Cooper greeted me with Grand Funk t-shirts we’d wear to the concert on a Saturday night. My black shirt accessorized well with black jeans and black hiking shoes, and my well-worn Tractor Supply Company camo hat. We were ready for a road trip!

The Thrasher-Horne Center for the Arts in Orange Park was packed, 1,700 seats almost all filled. We fell into the lower end of the age distribution. I doubt 10 people there were under 40. I called the scene “rock and roll and walkers.” And that’s OK, this was a bonding experience for Baby Boomers who craved the visceral thrill of hearing Grand Funk live. And it’s a fact: Grand Funk is Homer Simpson’s favorite band.

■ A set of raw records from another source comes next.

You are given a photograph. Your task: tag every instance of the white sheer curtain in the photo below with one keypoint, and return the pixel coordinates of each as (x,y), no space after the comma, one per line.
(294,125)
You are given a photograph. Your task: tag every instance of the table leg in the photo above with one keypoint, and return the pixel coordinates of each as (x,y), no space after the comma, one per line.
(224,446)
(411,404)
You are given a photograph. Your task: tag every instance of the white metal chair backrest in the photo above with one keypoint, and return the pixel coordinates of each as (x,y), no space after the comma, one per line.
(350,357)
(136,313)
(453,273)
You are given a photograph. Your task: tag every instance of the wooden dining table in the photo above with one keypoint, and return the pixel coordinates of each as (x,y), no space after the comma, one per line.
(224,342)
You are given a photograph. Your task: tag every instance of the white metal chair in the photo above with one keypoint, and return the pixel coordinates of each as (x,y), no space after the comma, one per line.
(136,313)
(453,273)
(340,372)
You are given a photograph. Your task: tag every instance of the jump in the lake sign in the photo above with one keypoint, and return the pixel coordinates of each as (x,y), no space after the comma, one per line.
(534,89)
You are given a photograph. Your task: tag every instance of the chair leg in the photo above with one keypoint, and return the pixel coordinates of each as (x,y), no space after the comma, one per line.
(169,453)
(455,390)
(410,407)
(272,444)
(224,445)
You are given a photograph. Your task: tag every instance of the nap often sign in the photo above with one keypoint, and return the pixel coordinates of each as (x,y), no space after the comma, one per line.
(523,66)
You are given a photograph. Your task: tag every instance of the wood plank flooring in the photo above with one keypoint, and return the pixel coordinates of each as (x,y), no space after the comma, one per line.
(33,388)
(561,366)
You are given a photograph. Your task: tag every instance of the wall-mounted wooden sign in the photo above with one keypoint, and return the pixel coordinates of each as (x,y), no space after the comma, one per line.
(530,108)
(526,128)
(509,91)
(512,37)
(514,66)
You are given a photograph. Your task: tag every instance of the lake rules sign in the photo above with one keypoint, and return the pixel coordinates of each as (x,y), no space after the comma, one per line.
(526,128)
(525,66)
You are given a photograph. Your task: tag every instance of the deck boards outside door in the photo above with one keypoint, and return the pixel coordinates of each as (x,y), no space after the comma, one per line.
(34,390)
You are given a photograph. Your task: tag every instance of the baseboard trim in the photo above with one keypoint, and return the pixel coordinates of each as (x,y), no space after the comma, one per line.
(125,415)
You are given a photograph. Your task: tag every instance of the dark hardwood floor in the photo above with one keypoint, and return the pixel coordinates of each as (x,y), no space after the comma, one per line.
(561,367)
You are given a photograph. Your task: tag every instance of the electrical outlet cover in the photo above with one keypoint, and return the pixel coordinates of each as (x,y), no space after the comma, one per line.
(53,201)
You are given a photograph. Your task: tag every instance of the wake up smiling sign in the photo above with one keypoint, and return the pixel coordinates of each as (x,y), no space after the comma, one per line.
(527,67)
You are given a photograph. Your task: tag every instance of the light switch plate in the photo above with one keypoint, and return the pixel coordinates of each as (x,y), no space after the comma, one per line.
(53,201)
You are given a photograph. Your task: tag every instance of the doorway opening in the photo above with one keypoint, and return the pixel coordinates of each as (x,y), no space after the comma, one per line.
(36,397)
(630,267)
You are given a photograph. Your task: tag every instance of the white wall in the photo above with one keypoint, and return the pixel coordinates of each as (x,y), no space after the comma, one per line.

Before the show we posed in front of the stage, with its banner celebrating the 50th anniversary of the release of  "We're An American Band." I recorded an open mic in the lobby to capture my enthusiasm for the moment. We were pleased that drummer Brewer and bassist Schacher were still touring, then disappointed to learn Schacher had been sidelined due to illness. Still, Brewer kept this from being a tribute band. 

The Grand Funk Brothers take the stage!

They mostly played songs I recognized. Cooper remembered the lyrics better than I did, singing along to “Paranoid.” We thrust our fists skyward and joined the serenade. The crowd roared when Brewer, now the Grand Old Man of Grand Funk, waved an American flag and wore an Uncle Sam stovepipe hat. The big finale was, of course, “Closer to Home,” then “American Band.”

Don Brewer goes All-American
Back home in Katonah, I told friends about my experience. Several guys responded with wild enthusiasm; Closer to Home was the first album friend ever bought.

For one night, I was back in 1972, 15 again. Unsure of myself, hormonally addled, I responded to songs like “Heartbreaker” and “I Can Feel Him in the Morning,” with a children's spoken intro with the haunting line "if you're good, you'll live forever, and if you're bad, you'll die when you die." For a teen dealing with a serious crisis of faith, that song meant something.

Hearing Grand Funk struck me with the notion of getting “closer to home.” I remembered my family, my friends, the turmoil of being young in a small town. Maybe we cannot, ultimately, go home again, but with Grand Funk’s musical support I can get closer to home.

Afterward, I wrote haiku poems about the Florida experience. Here’s one of them:

Closer to Home means

What? I never really know but

I keep wondering

The current incarnation of The American Band.